In adjusted analyses, each standard deviation increase in CSF Aβ42 increased the odds of NC versus AD (OR, 6.26; 95% CI, 3.54–11.07, p < 0.001) to a greater extent than CL (OR, 0.50 95% CI, 0.35–0.73, p < 0.001); the odds of NC versus MCI (OR, 1.42; 95% CI, 1.10- 1.82, p = 0.006) to a greater extent than CL (OR= 0.79 95% CI, 0.61–1.03, p = 0.085); and the odds of MCI versus AD (OR, 3.06; 95% CI, 2.11–4.42, p < 0.001) to a greater extent than CL (OR, 0.68; 95% CI, 0.54–0.87, p = 0.002). All these differences were maintained across all SUVR and CL tertiles (Fig. 2a, 2b, 2c; supplementary Table 2.7).

Fig. 2.

Fig. 2

Adjusted probability of amyloid-positive normal cognition versus Alzheimer's disease (A), normal cognition versus mild cognitive impairment (B), and mild cognitive impairment versus Alzheimer's disease (C) with levels of soluble Aβ42 by SUVR tertiles of brain amyloid. SUVR: standardized uptake value ratio; NC: normal cognition; MCI: mild cognitive impairment; AD: Alzheimer's disease. The results are adjusted for age, sex, education, APOE4, p-tau levels, and t-tau levels.

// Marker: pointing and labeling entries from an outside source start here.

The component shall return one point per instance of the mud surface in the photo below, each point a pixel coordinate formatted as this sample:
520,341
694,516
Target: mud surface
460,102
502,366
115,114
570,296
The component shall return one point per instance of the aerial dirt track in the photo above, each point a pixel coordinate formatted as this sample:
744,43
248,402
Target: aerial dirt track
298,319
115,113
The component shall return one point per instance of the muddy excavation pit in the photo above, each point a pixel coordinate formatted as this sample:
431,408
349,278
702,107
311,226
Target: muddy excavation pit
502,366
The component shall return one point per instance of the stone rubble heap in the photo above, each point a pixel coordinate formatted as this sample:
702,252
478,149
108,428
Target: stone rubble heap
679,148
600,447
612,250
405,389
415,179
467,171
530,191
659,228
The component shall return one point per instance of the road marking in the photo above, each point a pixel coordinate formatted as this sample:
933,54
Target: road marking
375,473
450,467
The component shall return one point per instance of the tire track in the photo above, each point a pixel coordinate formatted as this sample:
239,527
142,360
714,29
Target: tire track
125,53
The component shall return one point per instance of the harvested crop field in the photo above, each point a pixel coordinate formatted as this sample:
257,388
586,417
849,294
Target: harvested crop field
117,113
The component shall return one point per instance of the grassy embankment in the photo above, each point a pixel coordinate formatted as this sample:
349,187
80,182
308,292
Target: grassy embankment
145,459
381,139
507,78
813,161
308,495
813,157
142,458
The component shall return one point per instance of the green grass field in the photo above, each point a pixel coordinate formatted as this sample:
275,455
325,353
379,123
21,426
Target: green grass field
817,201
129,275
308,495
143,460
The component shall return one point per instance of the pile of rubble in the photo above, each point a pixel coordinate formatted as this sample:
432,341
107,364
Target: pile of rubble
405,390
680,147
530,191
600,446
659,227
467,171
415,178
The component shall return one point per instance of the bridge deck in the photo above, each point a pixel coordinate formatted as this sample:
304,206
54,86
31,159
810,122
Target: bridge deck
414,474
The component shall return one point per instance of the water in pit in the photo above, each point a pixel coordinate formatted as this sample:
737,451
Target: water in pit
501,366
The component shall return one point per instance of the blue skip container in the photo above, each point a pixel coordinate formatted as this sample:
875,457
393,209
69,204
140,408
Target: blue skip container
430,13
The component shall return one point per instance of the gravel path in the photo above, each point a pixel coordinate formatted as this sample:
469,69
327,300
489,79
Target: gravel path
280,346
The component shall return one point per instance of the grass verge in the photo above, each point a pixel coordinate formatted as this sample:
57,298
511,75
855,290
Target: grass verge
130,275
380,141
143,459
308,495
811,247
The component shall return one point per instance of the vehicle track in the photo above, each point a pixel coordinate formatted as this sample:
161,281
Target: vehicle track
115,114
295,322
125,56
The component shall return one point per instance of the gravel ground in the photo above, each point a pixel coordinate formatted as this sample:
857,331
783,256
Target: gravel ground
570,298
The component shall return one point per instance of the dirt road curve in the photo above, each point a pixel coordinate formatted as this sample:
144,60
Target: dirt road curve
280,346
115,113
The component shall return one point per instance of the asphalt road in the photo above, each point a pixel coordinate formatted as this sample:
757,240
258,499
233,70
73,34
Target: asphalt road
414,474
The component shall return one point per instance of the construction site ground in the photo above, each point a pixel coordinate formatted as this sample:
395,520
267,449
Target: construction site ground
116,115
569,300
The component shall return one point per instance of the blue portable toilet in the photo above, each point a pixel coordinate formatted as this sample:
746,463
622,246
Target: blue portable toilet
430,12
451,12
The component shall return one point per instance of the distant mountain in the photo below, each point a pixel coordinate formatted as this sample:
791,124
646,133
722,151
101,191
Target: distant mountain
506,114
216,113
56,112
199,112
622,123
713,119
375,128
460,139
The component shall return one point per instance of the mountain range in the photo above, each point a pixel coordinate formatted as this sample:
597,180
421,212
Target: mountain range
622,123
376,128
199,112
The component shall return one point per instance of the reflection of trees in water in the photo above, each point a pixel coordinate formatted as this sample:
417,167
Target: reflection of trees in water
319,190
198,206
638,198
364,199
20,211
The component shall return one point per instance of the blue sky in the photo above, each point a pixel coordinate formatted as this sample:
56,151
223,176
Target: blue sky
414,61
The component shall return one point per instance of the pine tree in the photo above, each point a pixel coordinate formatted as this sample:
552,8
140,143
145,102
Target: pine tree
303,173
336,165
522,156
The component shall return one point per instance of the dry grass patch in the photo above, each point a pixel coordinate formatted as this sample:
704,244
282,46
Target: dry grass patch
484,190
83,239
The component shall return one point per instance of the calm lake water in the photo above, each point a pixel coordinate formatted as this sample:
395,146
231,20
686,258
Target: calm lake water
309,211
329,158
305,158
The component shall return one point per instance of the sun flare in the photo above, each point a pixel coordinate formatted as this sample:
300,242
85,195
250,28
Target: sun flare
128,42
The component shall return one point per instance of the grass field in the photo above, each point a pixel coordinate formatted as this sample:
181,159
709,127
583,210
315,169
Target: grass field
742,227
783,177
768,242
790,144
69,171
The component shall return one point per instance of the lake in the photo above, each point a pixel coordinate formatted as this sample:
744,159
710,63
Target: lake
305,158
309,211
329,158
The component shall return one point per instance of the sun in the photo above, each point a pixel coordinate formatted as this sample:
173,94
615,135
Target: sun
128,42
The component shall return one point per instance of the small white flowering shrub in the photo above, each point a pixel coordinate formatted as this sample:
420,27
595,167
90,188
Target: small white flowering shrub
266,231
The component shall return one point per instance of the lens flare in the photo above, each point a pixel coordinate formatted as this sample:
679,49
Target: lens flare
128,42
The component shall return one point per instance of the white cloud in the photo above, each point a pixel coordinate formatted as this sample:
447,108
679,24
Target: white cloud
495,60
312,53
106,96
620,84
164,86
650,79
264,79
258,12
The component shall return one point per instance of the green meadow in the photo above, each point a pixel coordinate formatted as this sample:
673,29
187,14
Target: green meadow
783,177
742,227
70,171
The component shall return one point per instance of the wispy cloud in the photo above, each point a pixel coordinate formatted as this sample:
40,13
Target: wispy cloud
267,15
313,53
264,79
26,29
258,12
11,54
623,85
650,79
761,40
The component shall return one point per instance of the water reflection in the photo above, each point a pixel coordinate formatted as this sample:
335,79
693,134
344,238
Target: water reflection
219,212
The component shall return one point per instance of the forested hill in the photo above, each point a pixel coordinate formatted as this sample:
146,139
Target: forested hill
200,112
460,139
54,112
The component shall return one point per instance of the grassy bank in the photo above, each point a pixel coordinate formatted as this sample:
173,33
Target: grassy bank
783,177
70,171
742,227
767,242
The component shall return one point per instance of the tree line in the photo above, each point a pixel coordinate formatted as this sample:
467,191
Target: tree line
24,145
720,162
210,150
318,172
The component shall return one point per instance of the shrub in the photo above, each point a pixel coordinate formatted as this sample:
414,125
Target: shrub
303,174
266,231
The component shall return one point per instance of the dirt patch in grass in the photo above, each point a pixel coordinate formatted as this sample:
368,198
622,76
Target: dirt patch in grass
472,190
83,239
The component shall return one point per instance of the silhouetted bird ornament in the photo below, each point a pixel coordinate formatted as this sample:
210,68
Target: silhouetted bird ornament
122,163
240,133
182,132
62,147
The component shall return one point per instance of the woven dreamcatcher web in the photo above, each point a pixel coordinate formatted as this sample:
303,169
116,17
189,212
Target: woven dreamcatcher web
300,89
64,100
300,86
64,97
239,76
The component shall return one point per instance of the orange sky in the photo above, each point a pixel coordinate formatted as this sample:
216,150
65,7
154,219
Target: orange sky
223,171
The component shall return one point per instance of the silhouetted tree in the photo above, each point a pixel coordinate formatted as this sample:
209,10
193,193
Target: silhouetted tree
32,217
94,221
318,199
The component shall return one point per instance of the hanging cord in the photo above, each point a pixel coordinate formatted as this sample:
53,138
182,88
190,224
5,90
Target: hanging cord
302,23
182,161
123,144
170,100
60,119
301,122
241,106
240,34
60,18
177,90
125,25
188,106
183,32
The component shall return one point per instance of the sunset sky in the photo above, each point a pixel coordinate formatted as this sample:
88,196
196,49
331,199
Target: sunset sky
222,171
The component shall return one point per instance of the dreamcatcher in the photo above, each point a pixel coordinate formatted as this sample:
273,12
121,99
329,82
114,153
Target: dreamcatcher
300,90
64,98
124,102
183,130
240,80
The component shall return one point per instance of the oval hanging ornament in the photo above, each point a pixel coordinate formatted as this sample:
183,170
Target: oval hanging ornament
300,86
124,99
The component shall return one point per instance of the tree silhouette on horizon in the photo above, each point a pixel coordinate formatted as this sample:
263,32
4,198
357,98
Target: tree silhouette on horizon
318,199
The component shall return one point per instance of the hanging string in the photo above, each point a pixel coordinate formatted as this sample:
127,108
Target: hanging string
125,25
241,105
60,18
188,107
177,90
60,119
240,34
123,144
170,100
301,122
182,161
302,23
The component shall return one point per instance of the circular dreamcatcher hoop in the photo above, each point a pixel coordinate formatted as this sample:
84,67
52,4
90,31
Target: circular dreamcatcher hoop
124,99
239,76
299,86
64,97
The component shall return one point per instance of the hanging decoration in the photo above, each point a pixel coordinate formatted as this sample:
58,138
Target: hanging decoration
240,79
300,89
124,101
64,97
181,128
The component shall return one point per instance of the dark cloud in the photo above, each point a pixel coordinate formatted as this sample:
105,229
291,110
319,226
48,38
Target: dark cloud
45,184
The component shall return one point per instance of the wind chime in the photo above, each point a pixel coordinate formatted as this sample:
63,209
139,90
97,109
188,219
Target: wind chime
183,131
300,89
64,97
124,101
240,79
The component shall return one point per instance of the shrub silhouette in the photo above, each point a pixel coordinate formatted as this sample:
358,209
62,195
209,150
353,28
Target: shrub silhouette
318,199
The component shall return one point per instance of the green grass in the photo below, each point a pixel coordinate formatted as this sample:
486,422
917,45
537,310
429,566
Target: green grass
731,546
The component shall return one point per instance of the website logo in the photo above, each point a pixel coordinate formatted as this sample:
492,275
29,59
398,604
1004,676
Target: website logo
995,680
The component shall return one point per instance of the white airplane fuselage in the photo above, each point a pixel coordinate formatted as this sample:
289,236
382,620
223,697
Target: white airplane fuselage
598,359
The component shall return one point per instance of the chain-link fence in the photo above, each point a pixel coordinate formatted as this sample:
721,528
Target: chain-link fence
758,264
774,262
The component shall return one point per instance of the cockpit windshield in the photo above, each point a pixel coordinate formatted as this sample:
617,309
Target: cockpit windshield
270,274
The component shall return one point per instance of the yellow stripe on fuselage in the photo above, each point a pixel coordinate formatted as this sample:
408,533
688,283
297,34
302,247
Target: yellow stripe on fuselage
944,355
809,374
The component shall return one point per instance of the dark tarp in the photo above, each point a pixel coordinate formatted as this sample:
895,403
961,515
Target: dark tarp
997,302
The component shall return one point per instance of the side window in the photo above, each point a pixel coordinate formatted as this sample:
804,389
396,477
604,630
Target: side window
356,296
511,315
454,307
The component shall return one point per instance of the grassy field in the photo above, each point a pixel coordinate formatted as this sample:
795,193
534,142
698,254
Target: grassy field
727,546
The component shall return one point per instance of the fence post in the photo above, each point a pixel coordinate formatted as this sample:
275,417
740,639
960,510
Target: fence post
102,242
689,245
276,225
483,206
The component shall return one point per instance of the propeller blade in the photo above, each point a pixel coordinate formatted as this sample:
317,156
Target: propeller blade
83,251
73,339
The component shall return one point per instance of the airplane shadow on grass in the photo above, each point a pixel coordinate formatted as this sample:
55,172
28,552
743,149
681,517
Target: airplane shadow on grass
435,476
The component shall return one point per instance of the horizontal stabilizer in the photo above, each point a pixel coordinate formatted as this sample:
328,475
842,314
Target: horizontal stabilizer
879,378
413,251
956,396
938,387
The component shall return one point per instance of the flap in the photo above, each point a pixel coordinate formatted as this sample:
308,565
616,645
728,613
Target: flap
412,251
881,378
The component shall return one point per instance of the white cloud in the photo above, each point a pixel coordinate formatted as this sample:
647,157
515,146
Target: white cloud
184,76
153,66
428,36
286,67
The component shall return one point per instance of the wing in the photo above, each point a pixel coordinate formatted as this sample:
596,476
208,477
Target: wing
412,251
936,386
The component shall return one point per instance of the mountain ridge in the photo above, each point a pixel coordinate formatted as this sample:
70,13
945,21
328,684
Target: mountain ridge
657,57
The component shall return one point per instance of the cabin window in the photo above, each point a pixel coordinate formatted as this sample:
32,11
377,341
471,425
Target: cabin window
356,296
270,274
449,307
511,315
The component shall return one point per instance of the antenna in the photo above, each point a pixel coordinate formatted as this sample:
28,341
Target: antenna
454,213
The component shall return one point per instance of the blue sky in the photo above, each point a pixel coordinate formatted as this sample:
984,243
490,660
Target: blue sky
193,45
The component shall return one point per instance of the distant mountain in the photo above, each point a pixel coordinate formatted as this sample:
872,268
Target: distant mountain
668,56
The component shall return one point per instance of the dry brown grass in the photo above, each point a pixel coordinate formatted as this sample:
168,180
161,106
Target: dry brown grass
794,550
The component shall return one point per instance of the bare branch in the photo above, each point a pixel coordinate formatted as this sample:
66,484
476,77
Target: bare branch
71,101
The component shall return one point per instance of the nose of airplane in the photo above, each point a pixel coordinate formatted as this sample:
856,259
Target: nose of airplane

3.2. CSF Aβ42 in neuropsychological performance and hippocampal volume

In adjusted analyses, each standard deviation increase in CSF Aβ42 levels was linearly associated with better ADNI-MEM (RC, 0.34; 95% CI, 0.27–0.41; p < 0.001) (Fig. 3A; supplementary Table 2.8) and ADNI-EF scores (RC, 0.41; 95% CI, 0.32–0.51; p < 0.001) (Fig. 3B; supplementary Table 2.8). There was also a linear association between each standard deviation increase in CSF Aβ42 levels and hippocampal volume (RC, 122.34; 95% CI, 74.49–170.18; p < 0.001) (Fig. 3C; supplementary Table 2.8) after adjusting for ICV and other covariates. The effect sizes of these adjusted associations on neuropsychological performance and hippocampal volume were greater for CSF Aβ42 levels than for SUVR or CL levels (supplementary Table 2.8). Hippocampal volume (mm3) was significantly larger in NC vs. MCI (3667.0 vs. 3392.0 p < 0.001), NC vs. AD (3667.0 vs. 3002.4 p < 0.001), and MCI vs. AD (3392.0 vs. 3002.4 p < 0.001) across all CL tertiles (supplementary Fig. 2.9) and SUVR tertiles (data not shown). Higher Aβ42 levels were associated with larger hippocampal volumes in MCI (p = 0.004) with borderline association in AD (p = 0.065). There was no association between hippocampal volume and CL levels in any cognitive category (supplementary Table 2.10). Aβ42 levels were linearly associated with larger hippocampal volumes across each SUVR tertile (Fig. 4, supplementary Table 2.10).

Fig. 3.

Fig. 3

Adjusted association of CSF Aβ42 with cognitive assessments (A, B) and hippocampal volume (average right and left) (C) in the amyloid PET-positive cohorts. SUVR: standardized uptake value ratio; ADNI memory score; ADNI-EF: ADNI executive function; CI: confidence interval. The results are adjusted for age, sex, education, APOE4, centiloids, p-tau levels, and t-tau levels including intracranial volume for hippocampal volume analysis.

Fig. 4.

Fig. 4

Adjusted association of CSF Aβ42 with hippocampal volume (average right and left) by SUVR tertiles of brain amyloid. SUVR: standardized uptake value ratio. The results are adjusted for age, sex, education, APOE4, p-tau levels, t-tau levels, and intracranial volume.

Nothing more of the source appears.